The present offering of the University theater affords opportunity for pertinent comment on the state of acting in the American cinema. In both movies star players are featured, who cannot under any condition be classed as actors; they do not exercise any dramatic talent, for they possess none. Their whole efforts are centered upon walking impressively back and forth across the screen in parts which have been selected especially for them, parts which they can act because sympathetic to their own nature. Both stories are of back origin, both leading characters are but puppets, and if one movie is less bad than the other it is so only because its direction and photography are less uninspired.
"Alias the Doctor," probably the better of the two, is the vehicle selected for the restricted abilities of Richard Barthelmess. Since the atmosphere is melodrama and the theme is medicine, where else can such icy voiced and tendril fingered experts exist as those of Austria; so Bathelmess becomes Muller, and Richard, Karl. And thus before a background of beer steins, rambling stucco farmhouses, operating rooms and music boxes, Karl Muller develops as the boy who loves the soil but is forced to become a surgeon. Complication after complication is thrown in to keep awake a sleepy audience, but the chief attraction is better than average photography, which takes advantage of every opportunity for unique angles and views of the unconnected material. And while the supporting cast perspires through its impossible antics, Muller goes on his way, saving lives, making love to placid Marian Marsh, and finally returning to the soil. To those who like tight lips, impassioned appeals, shining instruments, and palpitating perspiration the movie will be a success.

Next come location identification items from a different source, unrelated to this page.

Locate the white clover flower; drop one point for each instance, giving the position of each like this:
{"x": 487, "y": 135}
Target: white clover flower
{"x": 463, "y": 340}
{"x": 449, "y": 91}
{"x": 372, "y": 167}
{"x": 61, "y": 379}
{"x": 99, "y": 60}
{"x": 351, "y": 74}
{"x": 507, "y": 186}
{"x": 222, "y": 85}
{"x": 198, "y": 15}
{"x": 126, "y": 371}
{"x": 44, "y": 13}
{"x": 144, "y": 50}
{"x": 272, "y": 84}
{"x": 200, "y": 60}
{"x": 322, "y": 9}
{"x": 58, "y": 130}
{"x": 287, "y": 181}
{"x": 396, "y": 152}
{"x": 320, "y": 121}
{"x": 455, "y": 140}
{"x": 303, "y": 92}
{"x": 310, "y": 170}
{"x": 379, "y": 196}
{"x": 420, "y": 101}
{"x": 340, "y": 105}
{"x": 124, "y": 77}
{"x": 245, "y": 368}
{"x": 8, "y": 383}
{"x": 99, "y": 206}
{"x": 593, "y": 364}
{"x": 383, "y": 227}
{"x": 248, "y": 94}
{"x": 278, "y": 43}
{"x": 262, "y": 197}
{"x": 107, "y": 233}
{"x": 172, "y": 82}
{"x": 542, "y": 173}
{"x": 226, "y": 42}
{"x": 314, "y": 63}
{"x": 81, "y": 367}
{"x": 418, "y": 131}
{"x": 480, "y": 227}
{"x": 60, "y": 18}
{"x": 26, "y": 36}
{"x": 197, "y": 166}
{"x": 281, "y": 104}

"Shopworn," selected primarily for the limited talent of Barbara Stanwyck has the dubious honor of being the most badly photographed combination of miscast players, stupid lines and rehashed settings that this reviewer has seen in many a day. The plot doubtless plagiarized from Horatio Alger tells how persistence can overcome maternal jealousy and bring the loving couple together. Honors go to Clara Blandick and to Zazu Pitts for rather neat handling of character parts; but as for Regis Toomey in his first lead, and Barbara Stanwyck in what certainly should be her last,-all that can be said is that they deserve their fate.